N’Os Tipos de Rua são apresentados dramas individuais ou coletivos, onde o narrador, muitas vezes desaparece, para, como um Deus, entrelaçar as falas dos personagens através de um imenso reino encantado. É a uniformidade do narrador, é a eloqüência do poeta, é a expressividade do escritor.
Dueré é eternizada nos seus encantos e artifícios materiais pelo autor ora como derivada de substantivos abstratos: amor, saudade, dor, mas também se concretiza “é a própria vida, dos tipos, que começa a chegar ao fim e vem atropelando o folclore e a cultura popular com risos escancarados” (p.13). E nessa espiritualidade materializada, vão-se fluindo as suas reminiscências “com a rédea solta e o chicote colocado à anca do tempo, vou traquejando esses tipos de rua com a dor que me esfacela” (p.13).
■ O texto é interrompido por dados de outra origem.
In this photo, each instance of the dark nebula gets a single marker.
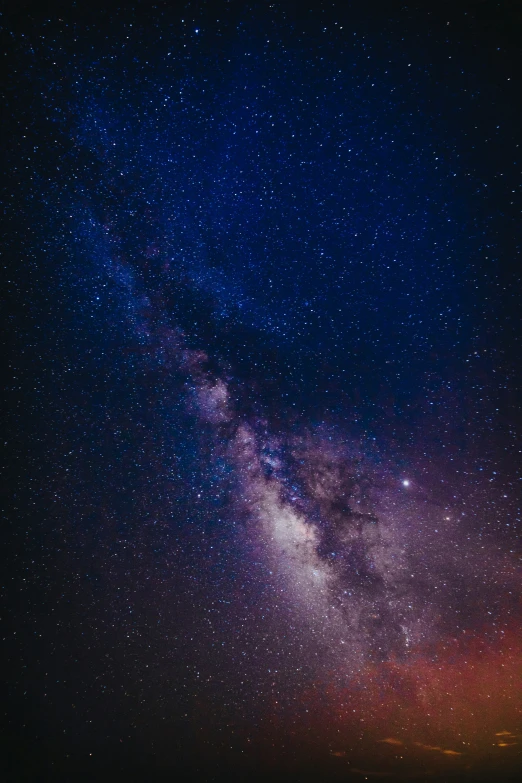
(262, 482)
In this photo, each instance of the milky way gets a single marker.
(264, 432)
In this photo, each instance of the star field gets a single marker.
(263, 431)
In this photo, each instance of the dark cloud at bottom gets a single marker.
(262, 439)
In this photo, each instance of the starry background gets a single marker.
(263, 421)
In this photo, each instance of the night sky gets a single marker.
(263, 456)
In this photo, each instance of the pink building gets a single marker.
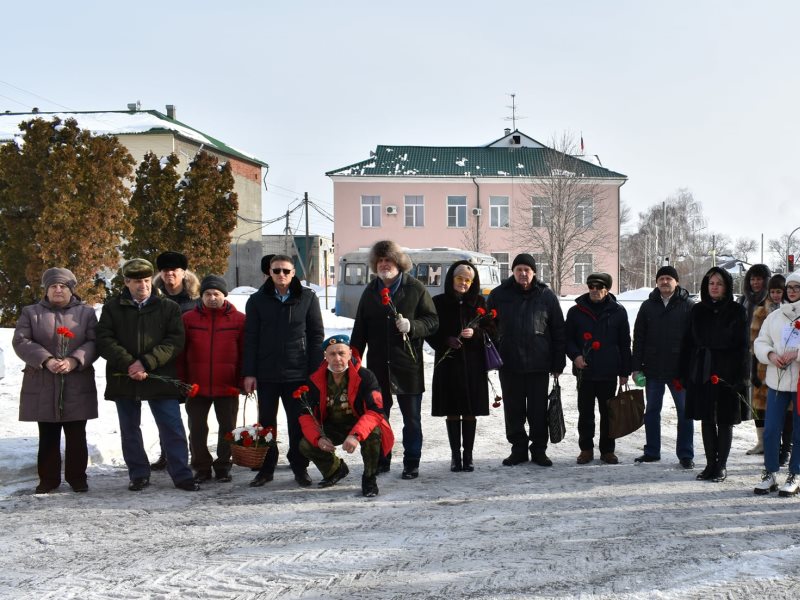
(513, 195)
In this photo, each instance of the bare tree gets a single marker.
(743, 248)
(562, 214)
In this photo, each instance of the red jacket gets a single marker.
(364, 396)
(212, 356)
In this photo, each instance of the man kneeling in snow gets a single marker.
(344, 406)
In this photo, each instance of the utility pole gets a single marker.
(308, 243)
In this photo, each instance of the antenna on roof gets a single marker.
(513, 118)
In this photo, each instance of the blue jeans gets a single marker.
(652, 420)
(167, 414)
(777, 403)
(411, 408)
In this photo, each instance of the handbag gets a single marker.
(493, 360)
(555, 414)
(625, 412)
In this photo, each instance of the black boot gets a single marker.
(468, 427)
(454, 437)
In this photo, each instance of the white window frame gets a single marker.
(457, 212)
(500, 214)
(584, 213)
(414, 211)
(541, 212)
(373, 205)
(503, 263)
(544, 270)
(583, 267)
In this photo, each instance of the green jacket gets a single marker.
(152, 334)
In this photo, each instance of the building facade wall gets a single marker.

É, sem sombra de dúvida, uma ligação muito forte, talvez inesquecível e penetrante que o faz cantar poeticamente da Dueré onde para “ter uma cidade é como se ter o fogo que o amor arrasta e que a terra abrasa” (Barbosa Filho, p. 81). Aquele amor que não tem tempo definido nem se contenta com a simples presença, pois o quer na memória, quer o pulsar do coração, quer estar dentro de nós, plenificando-nos com o êxtase da imortalidade.
Juarez não buscou aliterações e assonâncias raras e suas figuras de estilo descrevem suas emoções sem aprisioná-las nas estruturas formais e suas sensações mais íntimas, porém, humanas, demonstram no seu tom discursivo a sua psicologia do amor, da dor, o calor que humanizam coisas metaforizadas como se gente fosse.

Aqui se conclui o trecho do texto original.